Some offenses are so big they look like Everest in the windshield, with no way over, no way around and no way through. … No matter how large the offense looms before you, suicide is not the way to confront your failure.

Do not give up. Throw yourself on God’s mercy and find grace to help in time of need. If you are on the list, maybe you are not sure what to do. Let me make suggestions.

  1. Get right with God.
  2. Cast everything on Him.
  3. Confess to your spouse.
  4. Confess to someone else.
  5. If you are a pastor, confess to your church.

Ed Stetzer
Executive Director, LifeWay Research

 

“Ashley Madison, Adultery and the Church” via thomrainer.com

“We are already hearing stories of families torn apart, of children terrified about what is happening to their dad and of the tragedy of suicide. Church leaders cannot respond in their own power. God, however, can provide them all they need to respond in such a time of tragedy and hurt.”

Thom Rainer
President and CEO, LifeWay Christian Resources

 

“Scripture encourages us to keep our focus and minds upon that which makes us more like Christ. Oh, may every follower of Christ so live that we serve our Lord with a whole heart — a heart that is devoted totally in its focus upon Christ.

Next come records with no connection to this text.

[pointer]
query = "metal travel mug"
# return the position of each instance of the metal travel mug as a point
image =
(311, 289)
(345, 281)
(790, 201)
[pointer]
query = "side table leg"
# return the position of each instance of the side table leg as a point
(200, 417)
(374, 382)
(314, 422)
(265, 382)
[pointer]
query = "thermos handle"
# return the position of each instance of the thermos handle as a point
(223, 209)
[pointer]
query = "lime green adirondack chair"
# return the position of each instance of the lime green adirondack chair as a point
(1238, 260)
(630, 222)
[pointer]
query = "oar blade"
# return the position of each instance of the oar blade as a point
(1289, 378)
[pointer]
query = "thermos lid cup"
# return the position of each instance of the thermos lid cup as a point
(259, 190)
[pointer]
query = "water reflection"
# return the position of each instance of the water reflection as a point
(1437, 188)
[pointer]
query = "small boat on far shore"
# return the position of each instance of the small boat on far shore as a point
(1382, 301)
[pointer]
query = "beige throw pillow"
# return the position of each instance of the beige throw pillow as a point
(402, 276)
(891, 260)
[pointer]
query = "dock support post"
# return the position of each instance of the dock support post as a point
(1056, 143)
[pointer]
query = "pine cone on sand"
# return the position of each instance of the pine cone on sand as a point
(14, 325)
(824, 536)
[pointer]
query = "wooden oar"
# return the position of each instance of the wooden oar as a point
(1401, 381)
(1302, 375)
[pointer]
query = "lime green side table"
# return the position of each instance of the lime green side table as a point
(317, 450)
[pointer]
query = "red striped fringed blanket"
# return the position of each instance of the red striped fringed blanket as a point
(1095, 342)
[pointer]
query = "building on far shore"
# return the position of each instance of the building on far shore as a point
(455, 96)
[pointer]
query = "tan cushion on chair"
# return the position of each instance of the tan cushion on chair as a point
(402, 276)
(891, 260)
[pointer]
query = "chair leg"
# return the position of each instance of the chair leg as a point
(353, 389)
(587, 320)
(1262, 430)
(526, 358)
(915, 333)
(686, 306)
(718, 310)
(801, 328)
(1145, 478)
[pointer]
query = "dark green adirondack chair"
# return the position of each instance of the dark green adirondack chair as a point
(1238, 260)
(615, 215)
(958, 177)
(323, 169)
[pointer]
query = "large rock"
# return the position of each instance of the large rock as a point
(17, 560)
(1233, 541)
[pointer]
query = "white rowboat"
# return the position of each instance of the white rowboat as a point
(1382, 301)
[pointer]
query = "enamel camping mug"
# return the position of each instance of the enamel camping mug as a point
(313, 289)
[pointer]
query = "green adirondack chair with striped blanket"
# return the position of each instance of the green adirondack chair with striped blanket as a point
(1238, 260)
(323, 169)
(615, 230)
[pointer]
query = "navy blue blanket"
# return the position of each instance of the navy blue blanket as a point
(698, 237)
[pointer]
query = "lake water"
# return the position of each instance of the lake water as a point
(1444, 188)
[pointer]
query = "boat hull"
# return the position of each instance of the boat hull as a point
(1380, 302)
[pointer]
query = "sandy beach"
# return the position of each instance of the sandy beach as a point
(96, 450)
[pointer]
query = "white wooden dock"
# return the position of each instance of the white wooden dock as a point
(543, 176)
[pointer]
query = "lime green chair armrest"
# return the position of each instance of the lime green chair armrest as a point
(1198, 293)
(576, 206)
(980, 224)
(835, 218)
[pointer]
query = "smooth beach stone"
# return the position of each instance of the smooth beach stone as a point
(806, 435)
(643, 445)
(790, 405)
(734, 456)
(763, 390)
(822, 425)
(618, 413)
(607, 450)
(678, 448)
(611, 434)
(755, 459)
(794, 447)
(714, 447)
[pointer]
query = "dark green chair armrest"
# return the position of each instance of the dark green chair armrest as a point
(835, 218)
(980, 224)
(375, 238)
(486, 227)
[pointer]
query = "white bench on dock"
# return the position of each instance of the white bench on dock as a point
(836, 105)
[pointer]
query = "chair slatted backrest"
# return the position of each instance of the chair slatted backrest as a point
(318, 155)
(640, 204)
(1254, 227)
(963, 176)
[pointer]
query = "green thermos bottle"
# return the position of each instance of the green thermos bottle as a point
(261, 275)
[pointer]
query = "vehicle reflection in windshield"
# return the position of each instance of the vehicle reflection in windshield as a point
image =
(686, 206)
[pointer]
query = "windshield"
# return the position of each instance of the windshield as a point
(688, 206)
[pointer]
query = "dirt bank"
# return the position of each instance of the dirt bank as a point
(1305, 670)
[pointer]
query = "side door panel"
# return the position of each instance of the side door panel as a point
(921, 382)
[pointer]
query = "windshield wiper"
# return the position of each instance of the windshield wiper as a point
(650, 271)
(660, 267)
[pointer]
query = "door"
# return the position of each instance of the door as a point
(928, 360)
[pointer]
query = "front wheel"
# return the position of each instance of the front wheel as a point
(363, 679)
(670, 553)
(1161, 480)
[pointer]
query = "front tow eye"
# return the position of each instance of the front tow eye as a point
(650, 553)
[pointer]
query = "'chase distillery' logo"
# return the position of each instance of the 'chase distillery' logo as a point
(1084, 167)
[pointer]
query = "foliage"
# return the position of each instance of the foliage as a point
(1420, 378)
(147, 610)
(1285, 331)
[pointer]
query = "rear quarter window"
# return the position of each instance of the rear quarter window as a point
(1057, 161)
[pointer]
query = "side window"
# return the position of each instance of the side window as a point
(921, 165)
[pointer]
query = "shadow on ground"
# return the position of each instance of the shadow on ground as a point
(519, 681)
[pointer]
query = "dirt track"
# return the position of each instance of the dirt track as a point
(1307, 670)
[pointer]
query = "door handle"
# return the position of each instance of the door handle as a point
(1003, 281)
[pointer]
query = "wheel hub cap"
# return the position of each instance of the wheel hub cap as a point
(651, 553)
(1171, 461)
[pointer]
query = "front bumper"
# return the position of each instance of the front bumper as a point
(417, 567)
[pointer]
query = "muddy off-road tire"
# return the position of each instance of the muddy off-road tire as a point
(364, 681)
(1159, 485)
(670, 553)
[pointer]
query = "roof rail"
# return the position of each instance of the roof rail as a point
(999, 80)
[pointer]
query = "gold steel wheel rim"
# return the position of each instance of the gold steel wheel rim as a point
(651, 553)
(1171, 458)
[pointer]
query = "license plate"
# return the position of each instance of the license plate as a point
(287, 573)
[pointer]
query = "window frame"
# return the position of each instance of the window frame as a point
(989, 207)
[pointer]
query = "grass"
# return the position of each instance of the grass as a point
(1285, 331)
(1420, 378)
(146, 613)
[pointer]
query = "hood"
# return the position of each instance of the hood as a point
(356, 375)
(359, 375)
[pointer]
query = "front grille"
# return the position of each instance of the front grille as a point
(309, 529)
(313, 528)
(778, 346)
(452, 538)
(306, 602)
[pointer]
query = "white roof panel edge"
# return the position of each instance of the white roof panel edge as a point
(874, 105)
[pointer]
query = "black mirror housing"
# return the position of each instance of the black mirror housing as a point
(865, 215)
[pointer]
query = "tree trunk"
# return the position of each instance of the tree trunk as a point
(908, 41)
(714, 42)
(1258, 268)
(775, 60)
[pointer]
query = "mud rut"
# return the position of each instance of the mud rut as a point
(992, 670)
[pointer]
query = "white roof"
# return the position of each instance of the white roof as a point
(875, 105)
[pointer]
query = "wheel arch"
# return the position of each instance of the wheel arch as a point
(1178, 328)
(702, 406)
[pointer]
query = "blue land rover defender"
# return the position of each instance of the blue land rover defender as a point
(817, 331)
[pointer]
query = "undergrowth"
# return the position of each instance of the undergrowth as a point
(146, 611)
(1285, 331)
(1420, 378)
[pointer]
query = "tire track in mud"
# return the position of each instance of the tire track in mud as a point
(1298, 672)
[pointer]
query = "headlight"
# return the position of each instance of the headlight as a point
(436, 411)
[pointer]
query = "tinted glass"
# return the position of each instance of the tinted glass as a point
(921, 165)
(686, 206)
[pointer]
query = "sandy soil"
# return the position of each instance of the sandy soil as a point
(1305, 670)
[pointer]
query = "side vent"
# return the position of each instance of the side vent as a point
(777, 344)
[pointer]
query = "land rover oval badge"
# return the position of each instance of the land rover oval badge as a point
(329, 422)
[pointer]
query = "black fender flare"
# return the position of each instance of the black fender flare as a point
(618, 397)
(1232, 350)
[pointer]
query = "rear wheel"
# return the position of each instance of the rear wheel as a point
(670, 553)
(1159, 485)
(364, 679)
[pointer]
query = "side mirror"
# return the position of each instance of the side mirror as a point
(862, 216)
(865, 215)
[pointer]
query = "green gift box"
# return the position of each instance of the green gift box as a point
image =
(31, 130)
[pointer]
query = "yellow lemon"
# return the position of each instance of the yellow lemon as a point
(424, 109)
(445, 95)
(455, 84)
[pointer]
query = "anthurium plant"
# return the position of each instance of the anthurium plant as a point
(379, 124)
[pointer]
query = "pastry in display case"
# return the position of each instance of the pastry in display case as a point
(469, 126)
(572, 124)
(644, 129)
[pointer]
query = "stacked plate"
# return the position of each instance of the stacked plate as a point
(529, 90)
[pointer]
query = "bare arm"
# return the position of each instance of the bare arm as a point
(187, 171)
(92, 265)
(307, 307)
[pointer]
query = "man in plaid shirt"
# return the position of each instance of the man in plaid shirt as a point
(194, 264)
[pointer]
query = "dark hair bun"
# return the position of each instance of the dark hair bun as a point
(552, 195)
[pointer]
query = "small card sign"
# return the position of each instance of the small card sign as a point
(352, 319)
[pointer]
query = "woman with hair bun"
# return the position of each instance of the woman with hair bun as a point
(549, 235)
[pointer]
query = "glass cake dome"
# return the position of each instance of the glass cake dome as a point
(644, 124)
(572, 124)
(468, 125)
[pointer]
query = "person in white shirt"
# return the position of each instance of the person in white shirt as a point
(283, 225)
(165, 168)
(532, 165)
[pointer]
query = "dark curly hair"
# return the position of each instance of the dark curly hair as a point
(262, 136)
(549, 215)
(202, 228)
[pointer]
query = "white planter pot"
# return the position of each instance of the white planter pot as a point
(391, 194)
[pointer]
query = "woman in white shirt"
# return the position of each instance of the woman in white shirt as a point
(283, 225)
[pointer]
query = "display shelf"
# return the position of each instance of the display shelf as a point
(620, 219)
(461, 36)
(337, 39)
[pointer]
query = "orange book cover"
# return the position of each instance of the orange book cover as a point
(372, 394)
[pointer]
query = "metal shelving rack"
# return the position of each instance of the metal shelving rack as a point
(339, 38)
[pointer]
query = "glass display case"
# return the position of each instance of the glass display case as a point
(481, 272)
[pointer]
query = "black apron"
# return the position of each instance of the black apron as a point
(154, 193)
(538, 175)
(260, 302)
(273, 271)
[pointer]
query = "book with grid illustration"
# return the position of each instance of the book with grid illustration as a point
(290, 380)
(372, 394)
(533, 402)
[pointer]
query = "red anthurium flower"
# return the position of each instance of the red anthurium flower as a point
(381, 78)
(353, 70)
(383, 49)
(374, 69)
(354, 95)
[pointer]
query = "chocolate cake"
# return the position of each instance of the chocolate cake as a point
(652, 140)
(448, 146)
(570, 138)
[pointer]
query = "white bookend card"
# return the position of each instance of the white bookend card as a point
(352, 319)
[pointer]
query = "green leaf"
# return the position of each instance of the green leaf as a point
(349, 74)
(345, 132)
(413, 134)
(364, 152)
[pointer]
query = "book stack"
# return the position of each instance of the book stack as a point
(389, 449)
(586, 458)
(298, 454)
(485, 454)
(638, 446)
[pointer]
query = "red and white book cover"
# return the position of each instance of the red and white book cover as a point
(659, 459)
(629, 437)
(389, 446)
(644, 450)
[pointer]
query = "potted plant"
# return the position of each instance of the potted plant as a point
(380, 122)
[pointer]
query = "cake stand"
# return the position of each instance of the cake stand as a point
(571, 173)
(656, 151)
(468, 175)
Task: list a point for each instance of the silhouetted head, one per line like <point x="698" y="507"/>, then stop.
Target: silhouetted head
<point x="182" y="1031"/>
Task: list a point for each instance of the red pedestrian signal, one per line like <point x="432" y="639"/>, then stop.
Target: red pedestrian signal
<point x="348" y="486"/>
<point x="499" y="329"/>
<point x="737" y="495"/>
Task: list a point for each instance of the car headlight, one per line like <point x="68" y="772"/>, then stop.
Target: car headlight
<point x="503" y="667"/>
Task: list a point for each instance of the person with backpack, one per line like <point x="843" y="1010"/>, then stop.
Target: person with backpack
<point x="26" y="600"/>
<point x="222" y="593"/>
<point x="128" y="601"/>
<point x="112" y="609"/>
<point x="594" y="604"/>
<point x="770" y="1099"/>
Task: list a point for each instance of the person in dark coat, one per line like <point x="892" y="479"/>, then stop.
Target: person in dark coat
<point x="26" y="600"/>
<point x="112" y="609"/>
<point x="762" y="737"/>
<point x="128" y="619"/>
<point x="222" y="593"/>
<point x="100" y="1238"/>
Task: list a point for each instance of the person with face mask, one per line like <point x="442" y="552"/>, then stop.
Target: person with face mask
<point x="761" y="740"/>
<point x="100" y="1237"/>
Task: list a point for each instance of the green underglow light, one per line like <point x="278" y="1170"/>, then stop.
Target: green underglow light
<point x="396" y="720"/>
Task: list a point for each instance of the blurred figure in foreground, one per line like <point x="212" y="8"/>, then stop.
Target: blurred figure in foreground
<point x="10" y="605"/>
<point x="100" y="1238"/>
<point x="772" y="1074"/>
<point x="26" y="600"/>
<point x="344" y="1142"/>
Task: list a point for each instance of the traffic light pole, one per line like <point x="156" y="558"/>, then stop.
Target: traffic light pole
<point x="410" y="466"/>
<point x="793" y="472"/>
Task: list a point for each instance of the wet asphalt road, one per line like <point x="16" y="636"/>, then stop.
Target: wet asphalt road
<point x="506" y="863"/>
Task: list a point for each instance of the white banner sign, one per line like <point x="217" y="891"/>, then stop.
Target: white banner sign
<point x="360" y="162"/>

This is the great antidote to the allures of the flesh.”

Frank S. Page
President, Southern Baptist Convention Executive Committee

 

“Ashley Madison is Just the Beginning” via russellmoore.com

“The brokenness of sexuality all around us demonstrates something far deeper than a crisis of culture. The brokenness of sexuality around us demonstrates a crisis of worship. We will not get out of this with better Internet filters or more accountability groups. We must recognize that technology will continue to offer fallen humanity what it thinks it wants — the illusion that we can transgress God and not surely die. Our only hope starts with the kind of vision which sees that, no matter the technology, we are never anonymous to God.”